Les chiens m’ont été d’un grand soutien. Ils me relevaient quand j’étais triste.
Jørgen Kristensen
Champion groenlandais de traîneau à chiens

« Les chiens m’ont été d’un grand soutien », dit-il. « Ils me relevaient quand j’étais triste. »

Depuis plus de mille ans, les chiens tirent des traîneaux à travers l’Arctique pour les chasseurs de phoques et les pêcheurs inuits. Mais cet hiver, dans la ville d’Ilulissat, à quelque 300 km au nord du cercle polaire arctique, ce n’est plus possible.

Au lieu de glisser sur la neige et la glace, le traîneau de Kristensen cahote sur la terre et les rochers.

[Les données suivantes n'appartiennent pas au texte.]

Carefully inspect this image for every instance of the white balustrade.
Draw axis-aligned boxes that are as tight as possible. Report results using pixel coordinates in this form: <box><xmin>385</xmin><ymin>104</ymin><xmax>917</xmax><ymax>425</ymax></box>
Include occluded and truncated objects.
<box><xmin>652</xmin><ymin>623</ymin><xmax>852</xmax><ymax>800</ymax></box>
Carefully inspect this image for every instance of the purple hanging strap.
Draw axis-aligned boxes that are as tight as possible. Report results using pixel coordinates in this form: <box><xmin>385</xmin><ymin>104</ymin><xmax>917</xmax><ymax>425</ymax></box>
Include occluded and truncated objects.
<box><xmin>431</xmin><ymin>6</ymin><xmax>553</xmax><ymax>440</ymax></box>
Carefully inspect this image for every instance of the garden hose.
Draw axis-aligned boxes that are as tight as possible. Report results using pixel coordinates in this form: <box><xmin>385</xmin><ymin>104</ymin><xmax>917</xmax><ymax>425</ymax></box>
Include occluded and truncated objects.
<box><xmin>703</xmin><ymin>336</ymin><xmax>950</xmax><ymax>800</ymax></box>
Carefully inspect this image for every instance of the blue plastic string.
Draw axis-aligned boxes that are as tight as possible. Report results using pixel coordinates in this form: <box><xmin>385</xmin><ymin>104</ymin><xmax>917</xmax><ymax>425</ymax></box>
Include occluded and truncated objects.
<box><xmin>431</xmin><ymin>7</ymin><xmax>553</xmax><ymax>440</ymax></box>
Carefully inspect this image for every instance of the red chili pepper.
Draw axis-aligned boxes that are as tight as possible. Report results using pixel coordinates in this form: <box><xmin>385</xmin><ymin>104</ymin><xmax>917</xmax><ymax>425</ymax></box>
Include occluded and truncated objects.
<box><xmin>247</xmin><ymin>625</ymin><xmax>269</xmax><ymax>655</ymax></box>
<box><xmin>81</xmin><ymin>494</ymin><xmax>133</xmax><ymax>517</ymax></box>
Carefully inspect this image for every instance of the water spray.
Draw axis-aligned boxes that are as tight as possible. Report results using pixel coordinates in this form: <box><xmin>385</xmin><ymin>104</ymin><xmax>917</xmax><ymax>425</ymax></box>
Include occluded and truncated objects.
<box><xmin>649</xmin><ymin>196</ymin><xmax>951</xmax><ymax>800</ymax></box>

En désignant les collines, il explique que c’est la première fois dont il se souvienne qu’il n’y a ni neige ni glace dans la baie en janvier.

La hausse des températures au Groenland contribue à l’élévation du niveau des mers

À Ilulissat, la hausse des températures fait fondre le pergélisol, affaisse les bâtiments et fissure les conduites, mais ses conséquences se répercutent aussi dans le reste du monde.

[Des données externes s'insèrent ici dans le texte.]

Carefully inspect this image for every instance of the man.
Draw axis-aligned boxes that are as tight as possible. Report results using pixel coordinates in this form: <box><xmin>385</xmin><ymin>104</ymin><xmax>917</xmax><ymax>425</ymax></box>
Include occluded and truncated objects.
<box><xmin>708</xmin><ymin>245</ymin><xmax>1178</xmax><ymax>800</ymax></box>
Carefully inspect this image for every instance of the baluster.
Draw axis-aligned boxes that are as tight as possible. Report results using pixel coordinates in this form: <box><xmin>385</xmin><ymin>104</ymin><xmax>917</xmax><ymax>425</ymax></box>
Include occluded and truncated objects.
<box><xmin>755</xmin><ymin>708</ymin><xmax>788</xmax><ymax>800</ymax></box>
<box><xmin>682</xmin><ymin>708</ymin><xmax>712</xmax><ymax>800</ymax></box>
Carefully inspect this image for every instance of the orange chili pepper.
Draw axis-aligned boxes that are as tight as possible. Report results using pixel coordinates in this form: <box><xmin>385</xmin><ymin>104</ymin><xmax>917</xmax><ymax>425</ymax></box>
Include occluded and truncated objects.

Le glacier voisin de Sermeq Kujalleq est l’un des plus rapides et des plus actifs de la planète, déversant dans la mer plus d’icebergs que tout autre glacier en dehors de l’Antarctique, selon l’organisation culturelle des Nations unies, l’UNESCO.

Avec le réchauffement du climat, le glacier a reculé et vêlé des blocs de glace plus vite que jamais, contribuant de manière significative à la hausse du niveau des mers de l’Europe jusqu’aux îles du Pacifique, selon la NASA.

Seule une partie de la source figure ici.